Guest of honour: grandMA2 for Welsh BAFTAs

For the Welsh BAFTAs event, the grandMA2 light was supplied by MA Lighting UK

A grandMA2 light was specified by lighting programmer and operator David Horner to control moving lights and media for the 20th annual British Academy Cymru Awards (Welsh BAFTAs) held at the Millennium Centre in Cardiff, Wales UK. The event was hosted by Sian Williams and Jason Mohammed and celebrated the best of the nation's television, film and interactive industry in 26 programme, craft and performance categories.
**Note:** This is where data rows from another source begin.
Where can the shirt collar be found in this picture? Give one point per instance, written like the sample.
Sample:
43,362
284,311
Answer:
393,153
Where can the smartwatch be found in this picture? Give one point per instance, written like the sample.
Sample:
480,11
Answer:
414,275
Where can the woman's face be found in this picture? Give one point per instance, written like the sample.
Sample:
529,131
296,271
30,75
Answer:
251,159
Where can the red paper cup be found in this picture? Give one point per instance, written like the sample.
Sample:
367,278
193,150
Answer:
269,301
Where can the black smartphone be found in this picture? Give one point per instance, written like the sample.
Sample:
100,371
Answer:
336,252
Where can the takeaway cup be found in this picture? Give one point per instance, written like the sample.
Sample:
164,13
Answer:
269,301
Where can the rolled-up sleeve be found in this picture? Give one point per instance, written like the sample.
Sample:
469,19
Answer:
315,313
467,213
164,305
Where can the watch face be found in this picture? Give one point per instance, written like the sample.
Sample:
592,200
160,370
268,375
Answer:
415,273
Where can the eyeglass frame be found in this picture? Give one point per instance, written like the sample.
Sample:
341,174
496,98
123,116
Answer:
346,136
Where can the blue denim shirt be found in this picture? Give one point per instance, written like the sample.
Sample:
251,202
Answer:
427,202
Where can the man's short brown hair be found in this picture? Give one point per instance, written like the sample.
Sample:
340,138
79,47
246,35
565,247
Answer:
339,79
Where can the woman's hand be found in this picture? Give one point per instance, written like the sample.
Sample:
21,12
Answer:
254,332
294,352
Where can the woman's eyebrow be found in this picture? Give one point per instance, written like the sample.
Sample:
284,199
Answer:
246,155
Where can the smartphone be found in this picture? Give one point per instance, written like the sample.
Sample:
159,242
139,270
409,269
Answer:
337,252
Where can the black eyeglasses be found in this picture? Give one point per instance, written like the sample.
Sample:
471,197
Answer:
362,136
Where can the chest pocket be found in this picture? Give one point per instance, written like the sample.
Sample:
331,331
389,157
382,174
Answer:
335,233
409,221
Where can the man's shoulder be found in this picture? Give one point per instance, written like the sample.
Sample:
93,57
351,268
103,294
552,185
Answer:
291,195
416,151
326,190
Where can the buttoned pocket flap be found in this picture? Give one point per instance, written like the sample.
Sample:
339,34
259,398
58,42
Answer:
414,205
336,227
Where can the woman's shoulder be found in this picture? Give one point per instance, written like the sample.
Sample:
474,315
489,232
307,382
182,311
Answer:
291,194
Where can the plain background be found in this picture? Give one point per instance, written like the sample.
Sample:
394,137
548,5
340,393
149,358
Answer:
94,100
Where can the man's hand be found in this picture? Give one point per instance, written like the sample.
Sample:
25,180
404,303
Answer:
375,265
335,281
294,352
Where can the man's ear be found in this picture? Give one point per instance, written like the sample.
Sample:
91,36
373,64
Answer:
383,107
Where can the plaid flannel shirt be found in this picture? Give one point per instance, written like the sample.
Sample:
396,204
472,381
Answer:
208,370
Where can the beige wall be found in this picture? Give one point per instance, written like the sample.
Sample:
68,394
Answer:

The lighting and visuals package for the Awards show was co-ordinated by gaffer Gafin Riley who is based in Wales, assisted by Bernie Davis, one of the UK’s best known television lighting designers. The lighting designer was Andrew Cottey, and programmer David Horner was asked onboard to plot and operate the moving lights and Hippo Critter media server feeding content to an upstage LED wall.
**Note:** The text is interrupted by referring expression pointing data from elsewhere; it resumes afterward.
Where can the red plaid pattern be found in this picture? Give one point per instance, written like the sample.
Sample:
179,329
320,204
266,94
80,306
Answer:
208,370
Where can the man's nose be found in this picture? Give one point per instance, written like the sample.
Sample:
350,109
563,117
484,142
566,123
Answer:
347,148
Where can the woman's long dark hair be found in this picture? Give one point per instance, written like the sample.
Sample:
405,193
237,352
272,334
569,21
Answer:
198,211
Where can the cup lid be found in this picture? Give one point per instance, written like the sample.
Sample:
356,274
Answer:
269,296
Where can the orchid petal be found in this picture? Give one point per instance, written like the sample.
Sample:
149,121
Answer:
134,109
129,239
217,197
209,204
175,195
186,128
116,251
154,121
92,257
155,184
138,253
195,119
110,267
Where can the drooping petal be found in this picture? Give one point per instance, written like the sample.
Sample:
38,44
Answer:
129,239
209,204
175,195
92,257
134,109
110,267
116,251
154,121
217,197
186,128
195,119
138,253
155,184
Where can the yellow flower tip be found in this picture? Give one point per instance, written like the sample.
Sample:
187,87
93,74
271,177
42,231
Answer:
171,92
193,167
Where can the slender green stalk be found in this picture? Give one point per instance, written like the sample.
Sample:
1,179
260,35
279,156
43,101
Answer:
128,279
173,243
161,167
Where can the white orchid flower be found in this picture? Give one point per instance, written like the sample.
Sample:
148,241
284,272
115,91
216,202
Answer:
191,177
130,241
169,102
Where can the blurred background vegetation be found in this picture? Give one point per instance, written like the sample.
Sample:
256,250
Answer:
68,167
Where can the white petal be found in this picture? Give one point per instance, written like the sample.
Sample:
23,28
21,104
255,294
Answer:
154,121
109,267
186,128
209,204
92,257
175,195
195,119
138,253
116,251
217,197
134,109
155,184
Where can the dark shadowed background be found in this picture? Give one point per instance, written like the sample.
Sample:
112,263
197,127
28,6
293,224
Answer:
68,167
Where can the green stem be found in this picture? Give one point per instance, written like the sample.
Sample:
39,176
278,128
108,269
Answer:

grandMA has been Horner’s choice of control platform for the last six years. He likes the brand so much that at the beginning of this year, invested in a grandMA2 light for himself, to ensure that he always has his control desk of choice on his various projects which include TV, corporate and cruise ship shows.
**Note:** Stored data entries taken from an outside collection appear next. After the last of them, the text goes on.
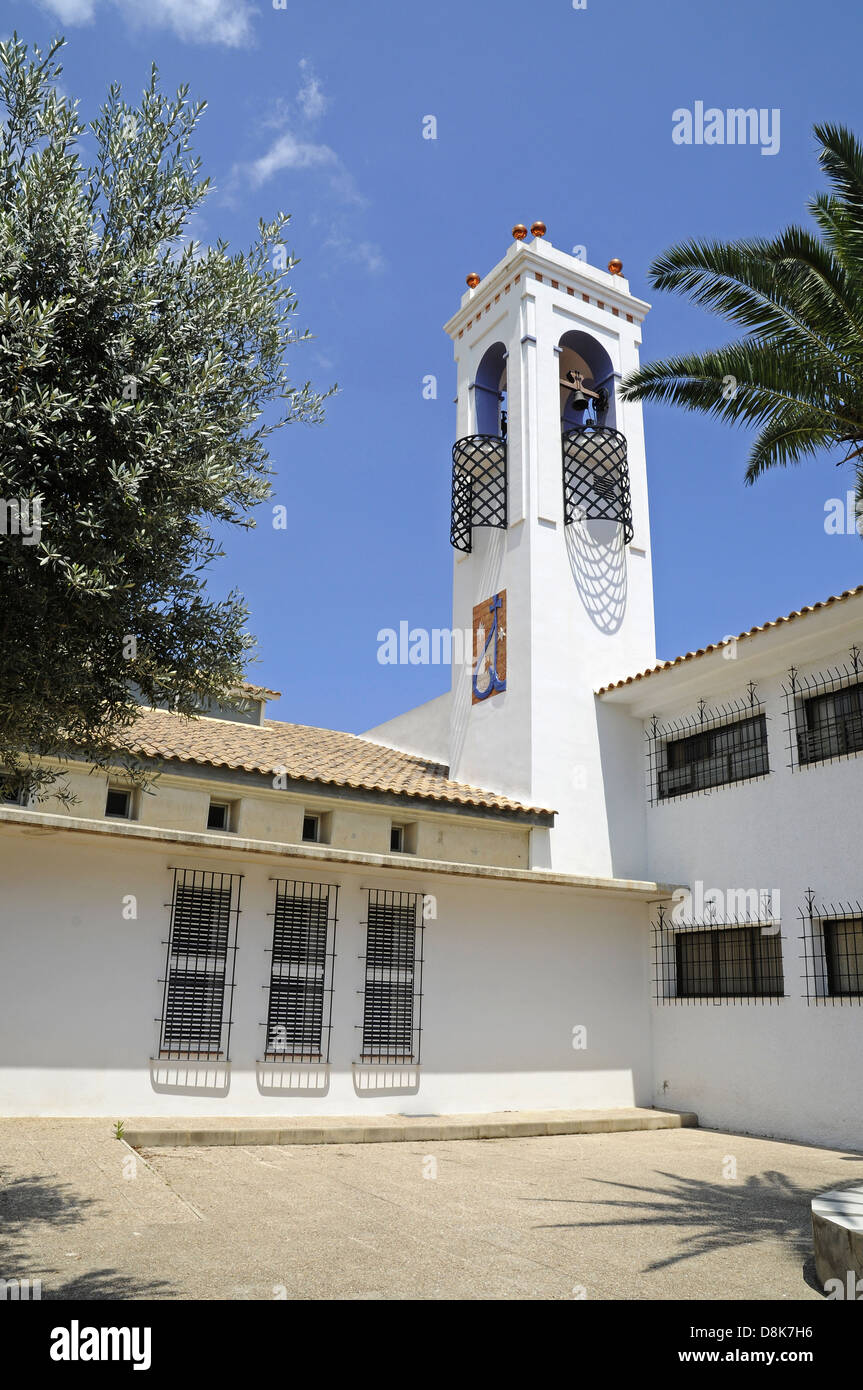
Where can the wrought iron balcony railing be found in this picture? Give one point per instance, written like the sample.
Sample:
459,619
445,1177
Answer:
596,477
478,487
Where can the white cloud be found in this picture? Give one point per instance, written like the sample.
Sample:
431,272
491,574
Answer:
310,97
289,153
198,21
72,11
367,255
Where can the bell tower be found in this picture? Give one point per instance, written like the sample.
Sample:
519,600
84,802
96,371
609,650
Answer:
552,548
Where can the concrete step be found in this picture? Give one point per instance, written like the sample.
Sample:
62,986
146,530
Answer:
393,1129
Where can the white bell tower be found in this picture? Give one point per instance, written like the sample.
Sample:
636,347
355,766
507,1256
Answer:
552,549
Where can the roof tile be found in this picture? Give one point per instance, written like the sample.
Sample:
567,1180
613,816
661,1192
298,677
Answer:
305,754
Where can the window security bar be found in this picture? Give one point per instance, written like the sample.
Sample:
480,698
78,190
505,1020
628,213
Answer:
299,1012
734,961
833,951
478,487
713,748
392,995
824,713
198,986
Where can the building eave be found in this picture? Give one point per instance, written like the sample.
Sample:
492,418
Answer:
45,823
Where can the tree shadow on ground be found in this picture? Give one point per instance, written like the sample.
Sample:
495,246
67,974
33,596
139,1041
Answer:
32,1201
724,1214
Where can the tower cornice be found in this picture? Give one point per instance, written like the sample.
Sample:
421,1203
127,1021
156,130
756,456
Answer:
541,264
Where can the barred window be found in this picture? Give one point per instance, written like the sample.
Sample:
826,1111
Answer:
199,970
740,958
844,955
714,756
393,977
831,724
299,1015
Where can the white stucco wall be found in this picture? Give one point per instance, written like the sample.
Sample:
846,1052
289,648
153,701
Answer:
788,1069
510,970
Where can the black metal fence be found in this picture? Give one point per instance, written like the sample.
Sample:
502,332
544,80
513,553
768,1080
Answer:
478,487
299,1014
596,477
833,951
824,713
198,986
701,959
392,1004
710,748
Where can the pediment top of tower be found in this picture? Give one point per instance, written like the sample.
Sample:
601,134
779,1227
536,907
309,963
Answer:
539,262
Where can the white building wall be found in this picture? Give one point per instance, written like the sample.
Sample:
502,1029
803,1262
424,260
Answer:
510,970
790,1068
580,603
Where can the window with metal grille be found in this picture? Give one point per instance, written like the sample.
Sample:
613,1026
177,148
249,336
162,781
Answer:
199,972
299,1015
833,951
844,951
218,815
728,962
738,958
824,712
393,977
831,724
13,792
714,756
118,802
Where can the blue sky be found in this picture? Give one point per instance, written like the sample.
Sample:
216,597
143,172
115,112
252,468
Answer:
544,111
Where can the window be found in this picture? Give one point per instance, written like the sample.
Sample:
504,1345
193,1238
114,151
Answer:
728,962
714,756
118,802
831,724
218,815
844,954
199,973
393,977
300,979
13,794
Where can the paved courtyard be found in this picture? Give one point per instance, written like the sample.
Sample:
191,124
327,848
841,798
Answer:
674,1214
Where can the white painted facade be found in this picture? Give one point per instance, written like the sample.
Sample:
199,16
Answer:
512,969
538,982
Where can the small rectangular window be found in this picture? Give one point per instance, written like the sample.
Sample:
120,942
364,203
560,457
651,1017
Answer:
199,975
299,1016
714,756
393,977
844,951
218,816
831,724
728,962
118,802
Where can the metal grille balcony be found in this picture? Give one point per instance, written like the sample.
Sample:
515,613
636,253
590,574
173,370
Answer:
478,487
596,477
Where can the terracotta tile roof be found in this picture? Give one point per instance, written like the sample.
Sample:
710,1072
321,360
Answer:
306,754
714,647
261,691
However, for the Welsh BAFTAs event, the grandMA2 light was supplied by MA Lighting UK, and Emma Ralphs, the main lighting programmer from Cardiff’s St David’s Hall venue which has also recently invested in a new grandMA2 light console, worked with Horner on the event. The moving lights were all Martin Professional supplied with the rest of the lighting equipment by ELP.

It was the first time that Horner had run a Hippo Critter rather than the full size Hippotizer – with custom made media supplied by his company Visual Connection Ltd – from the grandMA2 light, all of which went seamlessly. “The layout screen of the grandMA2 offers all your video layers right there at your fingertips which is excellent,” he comments.


The Hippo Critter was feeding ambient and effects style video – including custom content created for the occasion – to a 30mm pitch ‘goal post’ shaped screen onstage supplied by PRG, which was also used as an entrance and exit for Award winners.

There are many other features Horner likes about the grandMA2, most notably the automated faders, which are excellent for a television environment, he explains, where the operator can work from a page of ‘inhibitors’ and pull lights up and down extremely quickly for on-the-spot adjustment for cameras. The same feature also works well when used to control video media and LED sources. He also likes the new user-definable X-Keys on the grandMA2, which can be loaded with macros or sequences.

The ability to completely personalize the user-interface is a big advantage, along with the multi touch screens, which he thinks have “great potential for future development”. Other good plus points on grandMA2 are the larger screens and the fact that the layout on the grandMA2 light and grandMA2 full-size versions is identical, so transferring shows or working between the two types of console is extremely easy.

He first used grandMA2 whilst dealing with the 2011 series of Czech Superstar, after which he made the decision to purchase his own console, saying, “It’s proved solid and reliable, I’m very happy with it and it’s a great piece of kit”.